Note: This bug is displayed in read-only format because the product is no longer active in Red Hat Bugzilla.

Bug 1874914

Summary:	operator install ingress
Product:	OpenShift Container Platform	Reporter:	Pawel Krupa <pkrupa>
Component:	Cloud Compute	Assignee:	Alberto <agarcial>
Cloud Compute sub component:	Other Providers	QA Contact:	sunzhaohua <zhsun>
Status:	CLOSED DUPLICATE	Docs Contact:
Severity:	high
Priority:	unspecified	CC:	amcdermo, aos-bugs, bparees, kgarriso, wking
Version:	4.6	Keywords:	Reopened
Target Milestone:	---
Target Release:	---
Hardware:	Unspecified
OS:	Unspecified
Whiteboard:
Fixed In Version:		Doc Type:	If docs needed, set a value
Doc Text:		Story Points:	---
Clone Of:		Environment:	operator install ingress
Last Closed:	2020-09-22 14:55:01 UTC	Type:	Bug
Regression:	---	Mount Type:	---
Documentation:	---	CRM:
Verified Versions:		Category:	---
oVirt Team:	---	RHEL 7.3 requirements from Atomic Host:
Cloudforms Team:	---	Target Upstream Version:
Embargoed:

Description Pawel Krupa 2020-09-02 14:57:29 UTC

test:
operator install ingress 

is failing frequently in CI, see search results:
https://search.ci.openshift.org/?maxAge=168h&context=1&type=bug%2Bjunit&name=&maxMatches=5&maxBytes=20971520&groupBy=job&search=operator+install+ingress


https://prow.ci.openshift.org/view/gs/origin-ci-test/logs/periodic-ci-openshift-release-master-ocp-4.6-e2e-vsphere/1301147570361339904

On vSphere jobs network operator seems to hang and report only :

  Operator unavailable (Startup): The network is starting up

This in turn causes cluster installation to fail

Comment 1 Pawel Krupa 2020-09-02 15:11:45 UTC

Reassigning to network edge team after sdn team investigation showed that network layer is working (however incorrectly reporting as degraded).

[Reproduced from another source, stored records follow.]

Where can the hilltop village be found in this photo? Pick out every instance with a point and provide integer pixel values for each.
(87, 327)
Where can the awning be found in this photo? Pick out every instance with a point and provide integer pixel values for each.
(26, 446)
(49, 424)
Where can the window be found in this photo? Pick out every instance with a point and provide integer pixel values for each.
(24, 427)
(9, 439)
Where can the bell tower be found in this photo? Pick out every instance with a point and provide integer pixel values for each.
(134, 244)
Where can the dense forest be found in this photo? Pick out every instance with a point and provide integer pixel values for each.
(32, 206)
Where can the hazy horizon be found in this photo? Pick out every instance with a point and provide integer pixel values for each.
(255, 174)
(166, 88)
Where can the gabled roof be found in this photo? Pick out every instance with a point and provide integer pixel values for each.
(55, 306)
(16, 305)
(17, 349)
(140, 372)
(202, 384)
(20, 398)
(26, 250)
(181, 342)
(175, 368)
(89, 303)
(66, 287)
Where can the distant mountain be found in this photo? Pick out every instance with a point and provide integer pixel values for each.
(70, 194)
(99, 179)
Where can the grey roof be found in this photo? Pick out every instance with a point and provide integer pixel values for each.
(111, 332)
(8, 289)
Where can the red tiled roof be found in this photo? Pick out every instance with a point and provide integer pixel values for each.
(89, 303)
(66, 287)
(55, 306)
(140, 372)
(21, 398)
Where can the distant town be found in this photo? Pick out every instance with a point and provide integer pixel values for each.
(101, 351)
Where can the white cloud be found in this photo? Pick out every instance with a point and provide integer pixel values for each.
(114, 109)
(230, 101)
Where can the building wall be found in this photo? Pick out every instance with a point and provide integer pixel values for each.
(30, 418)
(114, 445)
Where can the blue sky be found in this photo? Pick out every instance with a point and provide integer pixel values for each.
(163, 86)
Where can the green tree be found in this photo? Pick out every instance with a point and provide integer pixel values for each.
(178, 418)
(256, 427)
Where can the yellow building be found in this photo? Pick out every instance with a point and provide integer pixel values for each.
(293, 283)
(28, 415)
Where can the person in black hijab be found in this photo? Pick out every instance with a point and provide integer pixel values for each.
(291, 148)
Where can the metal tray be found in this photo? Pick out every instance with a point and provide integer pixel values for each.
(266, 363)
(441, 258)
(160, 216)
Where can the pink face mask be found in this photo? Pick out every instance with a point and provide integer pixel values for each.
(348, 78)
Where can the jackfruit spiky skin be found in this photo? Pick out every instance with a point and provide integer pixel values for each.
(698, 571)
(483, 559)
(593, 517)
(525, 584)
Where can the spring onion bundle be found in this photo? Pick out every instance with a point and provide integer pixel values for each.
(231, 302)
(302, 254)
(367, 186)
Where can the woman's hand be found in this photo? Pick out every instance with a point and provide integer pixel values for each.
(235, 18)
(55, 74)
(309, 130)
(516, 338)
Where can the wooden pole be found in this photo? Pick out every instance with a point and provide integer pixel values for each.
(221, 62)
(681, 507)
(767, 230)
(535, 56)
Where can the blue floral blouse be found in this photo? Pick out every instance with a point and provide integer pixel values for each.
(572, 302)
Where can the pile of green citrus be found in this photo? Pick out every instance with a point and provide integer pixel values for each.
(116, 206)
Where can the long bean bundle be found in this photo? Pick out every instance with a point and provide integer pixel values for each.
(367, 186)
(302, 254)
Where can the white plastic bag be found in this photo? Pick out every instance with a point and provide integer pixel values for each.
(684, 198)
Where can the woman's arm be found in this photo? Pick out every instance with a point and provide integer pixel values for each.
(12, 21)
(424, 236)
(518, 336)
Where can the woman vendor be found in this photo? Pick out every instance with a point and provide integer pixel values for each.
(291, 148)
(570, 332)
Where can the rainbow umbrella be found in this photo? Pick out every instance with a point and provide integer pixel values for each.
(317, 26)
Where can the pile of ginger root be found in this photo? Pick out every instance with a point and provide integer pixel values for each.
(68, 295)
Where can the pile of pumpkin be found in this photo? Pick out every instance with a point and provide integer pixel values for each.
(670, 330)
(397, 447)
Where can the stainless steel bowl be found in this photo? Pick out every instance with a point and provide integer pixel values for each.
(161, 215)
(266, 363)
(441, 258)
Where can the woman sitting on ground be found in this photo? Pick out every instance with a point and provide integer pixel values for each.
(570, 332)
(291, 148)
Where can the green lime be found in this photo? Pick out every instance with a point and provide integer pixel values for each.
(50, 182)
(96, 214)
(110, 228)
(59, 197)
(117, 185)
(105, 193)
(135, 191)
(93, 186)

Comment 2 Andrew McDermott 2020-09-02 17:02:02 UTC

(In reply to Pawel Krupa from comment #1)
> Reassigning to network edge team after sdn team investigation showed that
> network layer is working (however incorrectly reporting as degraded).

Per a slack conversation (https://coreos.slack.com/archives/CBN38N3MW/p1599057596438400):
 
https://storage.googleapis.com/origin-ci-test/logs/periodic-ci-openshift-release-master-ocp-4.6-e2e-vsphere/1301147570361339904/artifacts/e2e-vsphere/gather-extra/nodes.json shows there are no worker nodes, which prevented the router deployment from scheduling pods.

@Pawel, did your investigations lead elsewhere in terms of reassigning this?

Comment 3 Andrew McDermott 2020-09-03 15:53:22 UTC

Closing as there were no machines for the router pods to run on. (Comment #2).

Comment 4 Ben Parees 2020-09-03 18:23:25 UTC

Last time I was involved in a "missing worker nodes" thread, installer+MCO were pointed to.

Sending to MCO.

Comment 6 Scott Dodson 2020-09-03 18:46:11 UTC

Just recording this here from the Slack conversation, conclusion seems to have been MAO -> AWS API problem

paulfantom  1 day ago
Seems like MAO cannot contact external API and schedule worker nodes because of network issue:
E0902 14:22:06.006230       1 controller.go:258] controller-runtime/controller "msg"="Reconciler error" "error"="RequestError: send request failed\ncaused by: Post \"https://ec2.us-east-2.amazonaws.com/\": dial tcp 52.95.20.2:443: i/o timeout"  "controller"="machine_controller" "request"={"Namespace":"openshift-machine-api","Name":"ci-op-88nqgzcz-f516a-rdlqw-worker-us-east-2a-8gcxs"}

Comment 7 Kirsten Garrison 2020-09-03 18:48:51 UTC

As per Scott's comment above moving this over to MAO so they can take a look

Comment 8 Alberto 2020-09-04 10:44:11 UTC

>Reassigning to network edge team after sdn team investigation showed that network layer is working (however incorrectly reporting as degraded).

@Pawel Is there a bug to track this operator reports degraded incorrectly?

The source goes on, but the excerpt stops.